The soldiers-turned-high rollers took a private jet to Las Vegas over the weekend for an all-expenses-paid getaway with all the perks normally saved for casinos' richest regulars.
They were greeted at the airport by Wayne Newton, chilled backstage with the guys from Blue Man Group and hobnobbed with Sheldon Adelson, the billionaire casino mogul who runs Las Vegas Sands Corp. and paid for the trip.
The trip, organized by the Armed Forces Foundation, brought 40 wounded soldiers from Walter Reed Army Medical Center in Washington and the National Naval Medical Center at Bethesda, Md., to the Venetian Resort Hotel Casino on the Las Vegas Strip.
"I'm gonna be bragging about this for a long while," said Kinsey, 23, while hanging out in his penthouse overlooking the nearby Wynn Golf Course. Each of the soldiers, mostly in their 20s, stayed in a penthouse, and several who came alone got one to themselves.

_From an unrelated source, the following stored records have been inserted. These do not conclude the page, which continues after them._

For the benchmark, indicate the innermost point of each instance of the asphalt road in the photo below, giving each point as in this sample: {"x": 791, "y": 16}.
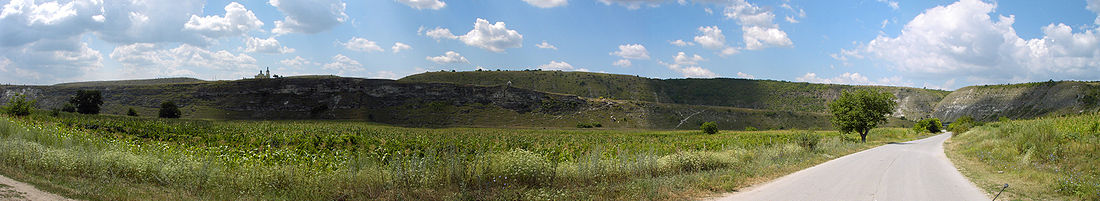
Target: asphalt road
{"x": 911, "y": 170}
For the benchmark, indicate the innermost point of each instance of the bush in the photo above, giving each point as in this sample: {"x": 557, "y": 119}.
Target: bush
{"x": 131, "y": 112}
{"x": 19, "y": 105}
{"x": 710, "y": 127}
{"x": 931, "y": 125}
{"x": 87, "y": 101}
{"x": 519, "y": 166}
{"x": 807, "y": 140}
{"x": 169, "y": 110}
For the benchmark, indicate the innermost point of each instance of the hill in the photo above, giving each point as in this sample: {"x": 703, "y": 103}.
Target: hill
{"x": 410, "y": 103}
{"x": 767, "y": 95}
{"x": 1020, "y": 100}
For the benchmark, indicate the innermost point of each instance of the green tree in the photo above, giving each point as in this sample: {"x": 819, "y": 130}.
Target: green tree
{"x": 931, "y": 125}
{"x": 132, "y": 112}
{"x": 169, "y": 109}
{"x": 710, "y": 127}
{"x": 87, "y": 101}
{"x": 19, "y": 105}
{"x": 861, "y": 110}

Kinsey, a Marine corporal from Foley, Ala., who lost part of his left leg to an improvised explosive device in Iraq in 2006, said he hadn't spent too much time gambling just a few slots.
"On a scale from one to 10 I gave this trip a 15 when I got on the plane," he said.
Riley, a 21-year-old from Catlett, Va., who also lost part of his left leg to an IED in Iraq, was so overwhelmed by the trip he decided with his fiancee, Alyssa Mergler, to make it their wedding weekend. They plan to wed today on a gold and white gondola, courtesy of Adelson, who Mergler said insisted on having his staff handle the plans.
Mergler, 21, said a wedding coordinator showed up at their suite with a thick book of flower choices.
"I don't have the money to do that," said Riley, who asked Kinsey to be his best man.
Armed Forces Foundation officials said the trip was a dream distraction from the everyday life at the hospitals, where the soldiers lived while recovering from their injuries.
Armed Forces Foundation spokesman Doug Stone said the trip would be the first of many and said Adelson wanted to eventually extend the all-expenses-paid offer to every veteran who had been admitted to the two hospitals.
A spokesman for Adelson said the executive was not available for comment because he was traveling.